What can $75,560 get you in California?
A prison cell
By DON THOMPSON, Associated Press
SACRAMENTO, Calif. — The cost of imprisoning each of California's 130,000 inmates is expected to reach a record $75,560 in the next year, enough to cover the annual cost of attending Harvard University and still have plenty left over for pizza and beer.
The price for each inmate has doubled since 2005, even as court orders related to overcrowding have reduced the population by about one-quarter. Salaries and benefits for prison guards and medical providers drove much of the increase.
The result is a per-inmate cost that is the nation's highest and $2,000 above tuition, fees, room and board, and other expenses to attend Harvard.
Gov. Jerry Brown's spending plan for the fiscal year that starts July 1 includes a record $11.4 billion for the corrections department while also predicting that there will be 11,500 fewer inmates in four years because voters in November approved earlier releases for many inmates.
Since 2015, California's per-inmate costs have surged nearly $10,000, or about 13 percent. New York is a distant second in overall costs at about $69,000.
Critics say with fewer inmates, the costs should be falling.
"Now that we're incarcerating less, we haven't ramped the system back down," said Chris Hoene, executive director of the left-leaning California Budget & Policy Center.
For example, the corrections department has one employee for every two inmates, compared with one employee for roughly every four inmates in 1994.
California was sued for overcrowding, and to comply with a federal court-imposed population cap, the Brown administration now keeps most lower-level offenders in county jails instead of state prisons. Additionally, voters in 2014 reduced penalties for drug and property crimes and last fall approved the earlier releases.
Republican state Sen. Jim Nielsen said reformers falsely promised a "prison dividend" from savings related to the changes. Instead, there's now an uptick in many crimes and he's worried it will lead to an influx of new inmates that will cost more to house.
Joan Petersilia, co-director of the Stanford Criminal Justice Center, said it was "highly predictable" that per-inmate costs would increase even as the population decreased.
"We released all the low-risk, kind of low-need and we kept in the high-risk, high-need," she said.
California is not alone. The Vera Institute of Justice, a Washington, D.C.-based reform group, said California is one of 10 states that reduced its inmate population only to see prison spending rise.
California Department of Finance spokesman H.D. Palmer said the state faces unique pressures, including federal oversight of prison health care that has driven up costs and remote prisons that are more expensive to operate.
Real savings won't come unless the inmate population drops so low that the state can start closing prisons, said Drew Soderborg, a criminal justice analyst with the nonpartisan Legislative Analyst's Office.
But the federal population cap makes it difficult to do that without exceeding crowding limits in individual prisons.

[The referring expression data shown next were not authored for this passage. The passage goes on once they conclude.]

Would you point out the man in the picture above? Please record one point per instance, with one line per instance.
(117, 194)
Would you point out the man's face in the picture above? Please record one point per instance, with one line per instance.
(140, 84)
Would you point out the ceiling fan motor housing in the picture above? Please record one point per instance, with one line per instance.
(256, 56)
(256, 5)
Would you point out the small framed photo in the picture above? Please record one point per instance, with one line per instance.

"As we continue to reduce the overall population, we are able to achieve savings," Palmer said. "But there are a few things that are pushing cost pressures in the other direction," led by employee compensation and retirement.
The California Correctional Peace Officers Association is in the middle of a contract that will cost taxpayers more than $1 billion over three years.
California's average $70,020 wage for prison and jail guards was topped only by New Jersey's $71,430 last year, according to the federal Bureau of Labor Statistics.
Palmer said the contract includes concessions that Brown sought to help reduce the state's long-term costs of providing retirees' health care benefits.
But the contract also includes sweeteners like more money for working in remote prisons. And what had been a $1,560 annual incentive for remaining physically fit now goes directly into officers' base pay.
The union will work with lawmakers to try to trim the budget, spokeswoman Nichol Gomez said in an email, but she noted that the more serious, longer-term inmates that remain carry higher costs.
"Vocational, academic, mental health and medical programs are not cheap, but we're doing our best to provide programs that give people the best chance to succeed once released," she said.